I recently had a conversation with a client about “storytelling”, the way we editorialize in our heads about what we observe and experience in the world around us. We often encounter an unpleasant situation or person and immediately react by becoming angry, outraged, and emotionally upset by the contact. We tell ourselves that what we see or hear or experience is real, that the other person is trying to hurt us, that we would never behave that way, that we have to defend ourselves, and so on
In fact, the entire incident is in our minds, and the experience may have had nothing whatsoever to do with us as individuals. Regardless, we personalize the interaction and build an entire story line around our egos and our reactions. This is what I call “storytelling”, and it’s a common human behavior. We’re ego-oriented and we view the world in terms of how it affects us personally. But if we become aware of this behavior and learn to stop it when it starts, our lives become more peaceful and less painful.

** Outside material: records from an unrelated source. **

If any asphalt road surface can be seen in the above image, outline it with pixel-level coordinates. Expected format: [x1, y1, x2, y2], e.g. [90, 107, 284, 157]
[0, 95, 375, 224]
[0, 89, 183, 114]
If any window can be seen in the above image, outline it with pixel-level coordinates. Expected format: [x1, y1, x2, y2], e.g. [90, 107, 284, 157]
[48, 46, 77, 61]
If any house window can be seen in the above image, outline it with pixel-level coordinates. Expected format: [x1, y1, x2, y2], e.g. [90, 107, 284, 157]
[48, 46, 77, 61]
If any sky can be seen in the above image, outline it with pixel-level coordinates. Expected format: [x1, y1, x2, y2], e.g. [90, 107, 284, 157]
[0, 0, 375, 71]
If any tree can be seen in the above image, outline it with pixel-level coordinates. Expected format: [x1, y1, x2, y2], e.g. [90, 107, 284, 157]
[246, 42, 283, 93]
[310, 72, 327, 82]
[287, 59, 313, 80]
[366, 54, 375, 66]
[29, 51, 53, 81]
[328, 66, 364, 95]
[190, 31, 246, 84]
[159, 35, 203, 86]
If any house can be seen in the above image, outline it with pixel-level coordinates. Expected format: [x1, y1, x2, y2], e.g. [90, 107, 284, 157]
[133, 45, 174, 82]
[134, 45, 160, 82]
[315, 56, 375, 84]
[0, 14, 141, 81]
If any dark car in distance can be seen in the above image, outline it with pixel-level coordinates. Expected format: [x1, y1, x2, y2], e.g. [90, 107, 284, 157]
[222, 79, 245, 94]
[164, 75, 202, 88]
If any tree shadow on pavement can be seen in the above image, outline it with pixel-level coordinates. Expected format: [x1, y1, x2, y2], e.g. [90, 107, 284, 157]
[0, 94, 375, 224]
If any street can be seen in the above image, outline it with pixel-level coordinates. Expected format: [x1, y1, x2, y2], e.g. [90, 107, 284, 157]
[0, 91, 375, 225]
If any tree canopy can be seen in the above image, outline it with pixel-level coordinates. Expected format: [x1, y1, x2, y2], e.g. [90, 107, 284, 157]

What I wanted to share here was the client’s brilliant way of handling storytelling. When she found herself doing that, she visualized a children’s’ storybook, like the Golden Books we had in my own youth. Then she told herself the story was over, and she visualized closing the book! That was a beautiful way to internalize the process and make it effective for the client. I had not suggested the technique. She came up with it on her own by making the mental connection between “storytelling” and “storybook”, and I told her she could take credit for a new tool in my own toolbox!